Le sentiment de dévalorisation est fort, l’identité universitaire est bousculée, fragmentée, tandis que celle de leurs établissements ne l’est pas moins, coincée entre toutes les structures créées depuis 2005… Cela n’empêche d’ailleurs nullement des universitaires d’enseigner dans les Grandes écoles, d’envoyer leurs enfants en prépa ou de courir après des prestations extérieures ?. Pourtant, le prestige d’être universitaire demeure, un peu comme ses médecins de famille incontournables mais tombés de leur piédestal.
L’intériorisation d’une infériorité symbolique
Ce constat mérite cependant d’être complété. A l’image des otages de Stockholm, les universitaires français n’ont-ils pas inconsciemment intériorisé les arguments de leurs détracteurs ? Ne se sont-ils pas enfermés dans uns stratégie défensive contre-productive ? L’université serait-elle vouée à incarner le « bas de gamme » tandis que les Grandes écoles seraient le « haut de gamme » ?
J’ai déjà souligné le fait que certains noircissent en permanence la situation : à les écouter les étudiants français des universités étudient dans des taudis, ne peuvent pas se loger, doivent tous travailler en dehors de leurs études et/ou s’entassent dans les TD et les cours etc. Et puis ils seraient d’un niveau discutable…
L’Université française est ainsi réduite aux difficultés de sa première année ou à ses problèmes financiers. Bien placé pour connaître ses défauts, je n’ai aucunement la tentation d’enjoliver la réalité. Mais ce qui me frappe à chaque fois, c’est la persistance de ce tableau apocalyptique, qui transpire dans les médias et dans les cercles de décideurs. La crise presque permanente de l’université Jean-Jaurès de Toulouse résumerait l’état de l’université française : mais qui se souvient que cette université a été rénovée complètement ?

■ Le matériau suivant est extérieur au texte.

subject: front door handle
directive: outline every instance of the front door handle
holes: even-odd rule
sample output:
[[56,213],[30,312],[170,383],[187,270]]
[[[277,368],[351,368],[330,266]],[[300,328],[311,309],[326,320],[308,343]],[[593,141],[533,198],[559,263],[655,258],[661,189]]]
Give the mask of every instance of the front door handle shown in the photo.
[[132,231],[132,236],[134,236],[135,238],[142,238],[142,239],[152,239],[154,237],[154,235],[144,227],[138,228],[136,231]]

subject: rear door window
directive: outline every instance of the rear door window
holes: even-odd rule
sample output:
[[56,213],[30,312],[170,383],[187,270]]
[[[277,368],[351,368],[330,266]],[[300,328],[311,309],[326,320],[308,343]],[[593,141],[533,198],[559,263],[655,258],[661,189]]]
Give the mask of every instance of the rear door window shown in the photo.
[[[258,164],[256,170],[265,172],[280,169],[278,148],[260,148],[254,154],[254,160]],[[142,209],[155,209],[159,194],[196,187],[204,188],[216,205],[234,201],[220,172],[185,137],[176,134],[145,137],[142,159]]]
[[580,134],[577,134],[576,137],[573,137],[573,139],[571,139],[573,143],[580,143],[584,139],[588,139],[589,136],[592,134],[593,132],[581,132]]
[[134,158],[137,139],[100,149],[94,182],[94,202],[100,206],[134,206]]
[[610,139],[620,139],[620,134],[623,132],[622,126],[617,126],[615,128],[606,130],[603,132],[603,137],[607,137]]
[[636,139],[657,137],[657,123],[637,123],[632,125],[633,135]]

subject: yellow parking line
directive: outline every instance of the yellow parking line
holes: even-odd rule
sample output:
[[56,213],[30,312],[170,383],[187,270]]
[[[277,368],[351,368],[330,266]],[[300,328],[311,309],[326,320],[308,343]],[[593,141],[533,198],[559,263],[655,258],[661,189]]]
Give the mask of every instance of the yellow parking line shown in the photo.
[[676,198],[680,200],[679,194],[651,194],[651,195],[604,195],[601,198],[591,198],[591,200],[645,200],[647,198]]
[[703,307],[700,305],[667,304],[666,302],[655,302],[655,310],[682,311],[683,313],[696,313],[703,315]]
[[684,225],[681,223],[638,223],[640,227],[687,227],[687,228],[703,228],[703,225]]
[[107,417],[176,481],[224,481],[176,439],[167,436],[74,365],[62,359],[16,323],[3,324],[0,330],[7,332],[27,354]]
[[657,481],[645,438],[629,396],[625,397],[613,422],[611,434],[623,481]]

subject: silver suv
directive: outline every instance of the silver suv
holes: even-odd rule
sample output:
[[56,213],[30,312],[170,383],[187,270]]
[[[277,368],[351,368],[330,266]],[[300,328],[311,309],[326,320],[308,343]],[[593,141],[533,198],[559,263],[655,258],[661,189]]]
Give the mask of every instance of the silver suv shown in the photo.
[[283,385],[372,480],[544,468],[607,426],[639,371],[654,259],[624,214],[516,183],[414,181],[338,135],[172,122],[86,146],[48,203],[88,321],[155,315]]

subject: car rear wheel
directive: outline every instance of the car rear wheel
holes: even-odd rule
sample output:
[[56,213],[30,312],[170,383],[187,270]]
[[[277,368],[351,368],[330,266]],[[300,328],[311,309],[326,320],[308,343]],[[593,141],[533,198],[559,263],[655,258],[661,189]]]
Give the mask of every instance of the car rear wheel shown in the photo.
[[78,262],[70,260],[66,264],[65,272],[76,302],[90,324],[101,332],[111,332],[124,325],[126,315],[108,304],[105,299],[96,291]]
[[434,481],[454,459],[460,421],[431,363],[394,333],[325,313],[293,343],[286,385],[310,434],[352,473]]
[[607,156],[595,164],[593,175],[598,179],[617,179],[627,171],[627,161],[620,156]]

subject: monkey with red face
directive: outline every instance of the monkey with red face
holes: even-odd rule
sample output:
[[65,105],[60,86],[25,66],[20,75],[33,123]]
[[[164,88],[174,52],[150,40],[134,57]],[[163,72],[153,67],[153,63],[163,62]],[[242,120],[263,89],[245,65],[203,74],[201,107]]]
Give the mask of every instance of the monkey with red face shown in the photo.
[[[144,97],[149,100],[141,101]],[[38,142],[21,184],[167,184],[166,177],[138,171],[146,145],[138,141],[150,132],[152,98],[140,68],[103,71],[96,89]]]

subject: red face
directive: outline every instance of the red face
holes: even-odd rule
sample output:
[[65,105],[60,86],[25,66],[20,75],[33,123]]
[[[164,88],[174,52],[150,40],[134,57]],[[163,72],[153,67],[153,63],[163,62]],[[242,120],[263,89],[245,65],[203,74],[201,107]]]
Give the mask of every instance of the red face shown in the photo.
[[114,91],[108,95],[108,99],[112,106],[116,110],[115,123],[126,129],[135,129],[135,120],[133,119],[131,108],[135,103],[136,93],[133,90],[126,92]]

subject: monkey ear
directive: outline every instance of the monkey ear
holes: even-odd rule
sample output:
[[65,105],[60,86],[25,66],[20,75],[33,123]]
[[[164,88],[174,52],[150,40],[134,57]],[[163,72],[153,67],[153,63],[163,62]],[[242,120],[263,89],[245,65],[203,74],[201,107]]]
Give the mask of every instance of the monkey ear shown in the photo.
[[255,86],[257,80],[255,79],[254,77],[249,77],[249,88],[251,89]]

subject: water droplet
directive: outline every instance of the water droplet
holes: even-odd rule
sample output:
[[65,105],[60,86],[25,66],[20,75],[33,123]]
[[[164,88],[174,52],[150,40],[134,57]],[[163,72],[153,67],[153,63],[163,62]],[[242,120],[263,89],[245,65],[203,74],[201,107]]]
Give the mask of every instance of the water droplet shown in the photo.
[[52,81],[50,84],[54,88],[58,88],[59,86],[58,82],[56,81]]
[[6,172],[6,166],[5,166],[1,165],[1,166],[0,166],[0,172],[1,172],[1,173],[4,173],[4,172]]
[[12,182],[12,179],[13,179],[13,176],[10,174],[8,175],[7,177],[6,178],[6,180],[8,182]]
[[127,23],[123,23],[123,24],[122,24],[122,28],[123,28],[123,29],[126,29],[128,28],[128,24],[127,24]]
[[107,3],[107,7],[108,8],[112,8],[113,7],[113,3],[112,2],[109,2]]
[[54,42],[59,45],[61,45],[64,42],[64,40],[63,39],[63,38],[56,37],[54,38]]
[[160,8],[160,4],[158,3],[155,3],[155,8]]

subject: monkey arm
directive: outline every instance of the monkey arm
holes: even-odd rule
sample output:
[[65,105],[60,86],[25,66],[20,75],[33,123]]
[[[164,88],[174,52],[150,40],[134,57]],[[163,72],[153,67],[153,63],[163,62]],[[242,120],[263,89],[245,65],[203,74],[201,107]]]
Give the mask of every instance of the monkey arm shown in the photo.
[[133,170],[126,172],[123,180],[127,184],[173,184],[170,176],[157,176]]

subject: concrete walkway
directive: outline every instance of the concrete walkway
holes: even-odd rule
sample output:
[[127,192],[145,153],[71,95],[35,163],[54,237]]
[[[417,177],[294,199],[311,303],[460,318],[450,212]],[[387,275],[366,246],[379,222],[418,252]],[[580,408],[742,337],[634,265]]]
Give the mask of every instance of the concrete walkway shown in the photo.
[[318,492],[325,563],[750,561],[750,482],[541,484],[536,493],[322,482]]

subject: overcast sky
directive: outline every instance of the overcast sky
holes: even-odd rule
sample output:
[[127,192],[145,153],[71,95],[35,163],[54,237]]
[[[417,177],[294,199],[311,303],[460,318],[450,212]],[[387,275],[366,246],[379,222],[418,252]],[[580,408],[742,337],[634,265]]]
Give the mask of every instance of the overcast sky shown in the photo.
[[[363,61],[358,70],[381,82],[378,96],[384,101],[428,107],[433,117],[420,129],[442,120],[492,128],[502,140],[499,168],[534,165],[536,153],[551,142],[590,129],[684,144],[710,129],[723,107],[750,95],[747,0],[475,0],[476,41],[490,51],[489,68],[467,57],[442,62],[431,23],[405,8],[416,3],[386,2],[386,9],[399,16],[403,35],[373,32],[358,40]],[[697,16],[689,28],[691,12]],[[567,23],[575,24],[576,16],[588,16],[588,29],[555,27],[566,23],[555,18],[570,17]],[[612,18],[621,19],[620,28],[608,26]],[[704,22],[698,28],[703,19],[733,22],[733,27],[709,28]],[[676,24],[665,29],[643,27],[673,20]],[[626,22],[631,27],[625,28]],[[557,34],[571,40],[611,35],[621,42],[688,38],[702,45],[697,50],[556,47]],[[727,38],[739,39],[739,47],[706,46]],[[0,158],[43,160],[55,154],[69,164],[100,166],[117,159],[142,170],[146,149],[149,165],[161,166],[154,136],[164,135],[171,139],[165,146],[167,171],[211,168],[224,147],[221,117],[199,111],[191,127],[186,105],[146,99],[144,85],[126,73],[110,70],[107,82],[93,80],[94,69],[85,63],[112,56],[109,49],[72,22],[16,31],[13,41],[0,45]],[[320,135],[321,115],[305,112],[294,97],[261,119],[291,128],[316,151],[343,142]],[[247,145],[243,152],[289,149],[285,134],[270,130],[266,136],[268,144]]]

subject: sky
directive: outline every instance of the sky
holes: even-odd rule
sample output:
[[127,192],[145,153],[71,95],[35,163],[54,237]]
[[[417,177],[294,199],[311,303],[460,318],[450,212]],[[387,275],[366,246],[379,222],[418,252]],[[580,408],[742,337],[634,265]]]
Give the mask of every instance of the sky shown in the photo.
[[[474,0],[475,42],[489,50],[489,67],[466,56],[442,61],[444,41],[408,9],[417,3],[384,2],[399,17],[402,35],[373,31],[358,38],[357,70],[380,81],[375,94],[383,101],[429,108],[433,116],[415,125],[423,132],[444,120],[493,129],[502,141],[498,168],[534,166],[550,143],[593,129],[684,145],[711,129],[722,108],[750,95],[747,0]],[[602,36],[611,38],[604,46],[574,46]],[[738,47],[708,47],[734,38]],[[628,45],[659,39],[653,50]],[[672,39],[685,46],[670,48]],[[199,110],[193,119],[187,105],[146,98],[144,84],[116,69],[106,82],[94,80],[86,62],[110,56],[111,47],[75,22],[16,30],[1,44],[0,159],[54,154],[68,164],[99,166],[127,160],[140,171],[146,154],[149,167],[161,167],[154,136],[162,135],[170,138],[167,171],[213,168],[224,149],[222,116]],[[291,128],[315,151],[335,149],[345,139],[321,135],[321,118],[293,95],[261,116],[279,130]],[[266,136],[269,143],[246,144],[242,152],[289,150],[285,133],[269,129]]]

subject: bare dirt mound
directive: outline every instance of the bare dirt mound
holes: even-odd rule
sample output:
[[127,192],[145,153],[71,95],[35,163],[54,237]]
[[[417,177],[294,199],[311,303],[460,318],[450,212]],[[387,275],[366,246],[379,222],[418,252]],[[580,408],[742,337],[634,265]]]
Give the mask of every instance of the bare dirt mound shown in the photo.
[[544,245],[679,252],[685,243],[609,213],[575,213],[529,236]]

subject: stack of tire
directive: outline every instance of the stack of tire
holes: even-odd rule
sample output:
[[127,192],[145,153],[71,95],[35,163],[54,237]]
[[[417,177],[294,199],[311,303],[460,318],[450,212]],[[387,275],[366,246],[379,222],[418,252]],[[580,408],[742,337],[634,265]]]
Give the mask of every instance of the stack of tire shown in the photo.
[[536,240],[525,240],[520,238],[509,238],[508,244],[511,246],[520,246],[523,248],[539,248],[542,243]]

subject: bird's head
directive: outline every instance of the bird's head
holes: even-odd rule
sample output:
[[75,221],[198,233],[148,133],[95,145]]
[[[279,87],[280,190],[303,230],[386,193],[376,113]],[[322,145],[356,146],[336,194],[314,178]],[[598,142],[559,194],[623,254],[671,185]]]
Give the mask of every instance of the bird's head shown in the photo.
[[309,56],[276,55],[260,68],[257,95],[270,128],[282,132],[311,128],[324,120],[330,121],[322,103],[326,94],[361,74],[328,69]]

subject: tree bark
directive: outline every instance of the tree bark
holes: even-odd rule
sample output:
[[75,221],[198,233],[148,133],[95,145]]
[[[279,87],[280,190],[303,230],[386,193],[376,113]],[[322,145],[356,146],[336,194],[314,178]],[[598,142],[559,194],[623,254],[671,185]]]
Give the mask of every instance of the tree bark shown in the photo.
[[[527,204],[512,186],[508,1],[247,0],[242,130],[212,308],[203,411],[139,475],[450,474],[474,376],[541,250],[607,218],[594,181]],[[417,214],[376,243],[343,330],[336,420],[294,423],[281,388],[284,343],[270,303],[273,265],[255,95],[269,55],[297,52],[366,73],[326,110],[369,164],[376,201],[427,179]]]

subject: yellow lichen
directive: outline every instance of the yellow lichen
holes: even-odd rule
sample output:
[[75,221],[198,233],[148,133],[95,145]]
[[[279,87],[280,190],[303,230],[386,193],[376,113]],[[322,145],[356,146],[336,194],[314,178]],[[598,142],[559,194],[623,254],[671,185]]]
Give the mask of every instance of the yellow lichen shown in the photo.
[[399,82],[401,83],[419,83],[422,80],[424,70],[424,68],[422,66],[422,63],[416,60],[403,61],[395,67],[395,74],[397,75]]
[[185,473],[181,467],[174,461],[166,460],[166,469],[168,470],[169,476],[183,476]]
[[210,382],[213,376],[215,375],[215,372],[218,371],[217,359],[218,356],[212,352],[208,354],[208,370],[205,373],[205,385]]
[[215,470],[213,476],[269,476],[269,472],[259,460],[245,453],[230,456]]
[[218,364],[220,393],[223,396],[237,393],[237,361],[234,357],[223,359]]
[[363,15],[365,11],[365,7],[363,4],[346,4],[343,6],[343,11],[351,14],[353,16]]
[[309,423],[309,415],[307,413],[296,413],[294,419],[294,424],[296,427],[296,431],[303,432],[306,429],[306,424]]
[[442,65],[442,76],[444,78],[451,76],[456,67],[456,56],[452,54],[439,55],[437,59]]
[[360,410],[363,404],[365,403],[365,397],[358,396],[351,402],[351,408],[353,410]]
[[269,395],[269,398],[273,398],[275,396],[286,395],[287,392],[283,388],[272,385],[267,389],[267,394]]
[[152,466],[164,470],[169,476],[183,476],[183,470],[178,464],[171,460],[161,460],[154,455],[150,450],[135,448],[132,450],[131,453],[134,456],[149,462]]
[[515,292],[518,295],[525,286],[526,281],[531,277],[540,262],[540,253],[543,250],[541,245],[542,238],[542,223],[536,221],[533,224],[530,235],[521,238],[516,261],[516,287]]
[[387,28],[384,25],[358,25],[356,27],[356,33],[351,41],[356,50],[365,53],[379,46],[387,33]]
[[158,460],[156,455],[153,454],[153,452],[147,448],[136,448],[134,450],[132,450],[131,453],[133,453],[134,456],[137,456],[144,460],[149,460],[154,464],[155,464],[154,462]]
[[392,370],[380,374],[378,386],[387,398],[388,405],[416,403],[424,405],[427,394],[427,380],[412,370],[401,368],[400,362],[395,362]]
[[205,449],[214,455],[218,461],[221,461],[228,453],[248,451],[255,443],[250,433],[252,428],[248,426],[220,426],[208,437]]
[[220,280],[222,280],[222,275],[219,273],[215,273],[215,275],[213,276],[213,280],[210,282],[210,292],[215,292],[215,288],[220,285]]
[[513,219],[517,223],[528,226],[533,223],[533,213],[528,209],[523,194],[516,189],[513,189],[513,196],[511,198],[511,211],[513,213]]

Verre à moitié vide ou verre à moitié plein ?
Que les dirigeants d’établissements fassent du lobbying sur leurs financements, qu’ils réclament plus de moyens, rien de plus logique. Mais cela doit-il devenir la seule partie visible de leur stratégie de communication ? Les Grandes écoles passent aussi leur temps à faire du lobbying…mais en mettant en avant leurs réussites !
Cette stratégie conforte les élites françaises qui restent fixées sur une image datée, pas toujours fausse d’ailleurs : l’université, c’est une source de problèmes. Les changements énormes réalisés depuis des années ne sont toujours pas perçus par ceux qui « font l’opinion ».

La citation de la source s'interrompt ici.